Respiratory side effects have included two cases of interstitial pneumonitis. Pulmonary infiltrates or alveolar hemorrhage have also been reported.

Manifestations of a vasculitic syndrome with the presence of anti-neutrophilic cytoplasmic antibodies (ANCA) have included alveolar hemorrhage or pulmonary infiltrates.

Nervous system

Nervous system side effects have included paresthesia, headache, drowsiness, neuritis, and vertigo.


Renal side effects have rarely included acute interstitial nephritis and renal failure.

Manifestations of a vasculitic syndrome with the presence of anti-neutrophilic cytoplasmic antibodies (ANCA) have included rapidly progressing glomerulonephritis (crescentic and pauci-immune necrotizing glomerulonephritis) sometimes leading to acute renal failure.
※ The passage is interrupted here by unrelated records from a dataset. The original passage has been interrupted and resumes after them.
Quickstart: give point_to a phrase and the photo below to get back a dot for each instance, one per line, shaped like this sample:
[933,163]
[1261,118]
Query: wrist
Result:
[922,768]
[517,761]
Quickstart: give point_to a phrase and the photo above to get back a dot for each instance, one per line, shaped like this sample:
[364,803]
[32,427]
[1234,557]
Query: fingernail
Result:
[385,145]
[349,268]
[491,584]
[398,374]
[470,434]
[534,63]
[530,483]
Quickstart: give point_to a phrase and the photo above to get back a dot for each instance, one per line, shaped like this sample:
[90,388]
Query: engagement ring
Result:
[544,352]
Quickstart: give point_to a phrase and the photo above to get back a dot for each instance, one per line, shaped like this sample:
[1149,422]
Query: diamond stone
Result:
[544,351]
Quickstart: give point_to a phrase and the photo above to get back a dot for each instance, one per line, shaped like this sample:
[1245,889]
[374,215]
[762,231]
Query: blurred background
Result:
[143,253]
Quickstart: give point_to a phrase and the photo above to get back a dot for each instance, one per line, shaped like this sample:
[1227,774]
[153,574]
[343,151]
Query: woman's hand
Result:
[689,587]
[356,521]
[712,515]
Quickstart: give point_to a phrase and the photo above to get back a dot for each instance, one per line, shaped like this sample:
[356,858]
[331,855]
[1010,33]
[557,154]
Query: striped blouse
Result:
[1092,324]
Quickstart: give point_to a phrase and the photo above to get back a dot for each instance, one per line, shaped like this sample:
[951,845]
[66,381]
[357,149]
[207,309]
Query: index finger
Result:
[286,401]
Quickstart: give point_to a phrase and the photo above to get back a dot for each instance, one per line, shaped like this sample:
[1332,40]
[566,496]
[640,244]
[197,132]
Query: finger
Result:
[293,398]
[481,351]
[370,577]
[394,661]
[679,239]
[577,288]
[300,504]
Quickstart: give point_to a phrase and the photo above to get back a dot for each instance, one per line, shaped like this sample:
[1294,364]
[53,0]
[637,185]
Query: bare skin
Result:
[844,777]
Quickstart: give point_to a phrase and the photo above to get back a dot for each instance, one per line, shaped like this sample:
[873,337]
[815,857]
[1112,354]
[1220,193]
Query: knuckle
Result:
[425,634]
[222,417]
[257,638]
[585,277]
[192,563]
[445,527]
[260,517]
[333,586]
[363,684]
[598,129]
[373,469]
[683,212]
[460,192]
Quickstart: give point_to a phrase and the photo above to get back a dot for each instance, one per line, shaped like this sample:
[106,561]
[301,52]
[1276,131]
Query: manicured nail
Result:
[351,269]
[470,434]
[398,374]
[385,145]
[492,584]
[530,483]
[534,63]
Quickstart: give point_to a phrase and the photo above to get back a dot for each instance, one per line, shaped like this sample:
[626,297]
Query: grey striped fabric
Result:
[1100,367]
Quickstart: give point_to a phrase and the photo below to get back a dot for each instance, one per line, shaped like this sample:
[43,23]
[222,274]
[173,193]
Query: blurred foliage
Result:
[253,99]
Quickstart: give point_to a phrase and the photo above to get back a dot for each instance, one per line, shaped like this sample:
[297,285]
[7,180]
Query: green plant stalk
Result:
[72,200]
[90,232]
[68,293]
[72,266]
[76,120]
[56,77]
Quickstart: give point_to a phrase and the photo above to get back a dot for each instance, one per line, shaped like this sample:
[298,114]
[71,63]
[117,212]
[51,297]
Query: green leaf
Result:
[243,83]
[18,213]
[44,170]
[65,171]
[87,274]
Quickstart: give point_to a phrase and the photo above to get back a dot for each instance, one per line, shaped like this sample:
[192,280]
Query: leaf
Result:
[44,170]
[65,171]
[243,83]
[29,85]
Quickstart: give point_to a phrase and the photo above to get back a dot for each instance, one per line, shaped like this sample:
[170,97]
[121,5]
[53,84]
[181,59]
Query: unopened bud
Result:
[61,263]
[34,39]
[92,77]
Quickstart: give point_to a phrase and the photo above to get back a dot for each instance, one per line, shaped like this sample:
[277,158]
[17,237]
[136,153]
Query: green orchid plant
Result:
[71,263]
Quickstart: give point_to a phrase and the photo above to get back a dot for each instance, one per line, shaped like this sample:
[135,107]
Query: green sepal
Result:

Cardiovascular side effects have included a case report of superior vena cava syndrome.


Gastrointestinal side effects have included nausea, vomiting, epigastric distress, and taste disturbances.


Musculoskeletal side effects have included arthralgia, myalgia, frank arthritis, and polymyositis.


Metabolic side effects have included a case report of severe hypocalcemia.


Other side effects have included tinnitus, reversible sensorineural hearing loss, sialadenopathy, lymphadenopathy, and fever.

Reversible sensorineural hearing loss characterized by tinnitus and impaired hearing is reported in at least two cases. Fatigue, weight loss, and lupus-like syndrome accompanied the hearing loss in one case. In the other, migratory polyarthritis, fever, chills, and nonproductive cough were noted. Symptoms resolved after discontinuation of propylthiouracil.

Manifestations of a vasculitic syndrome with the presence of anti-neutrophilic cytoplasmic antibodies (ANCA) have included fever and leukocytoclastic vasculitis.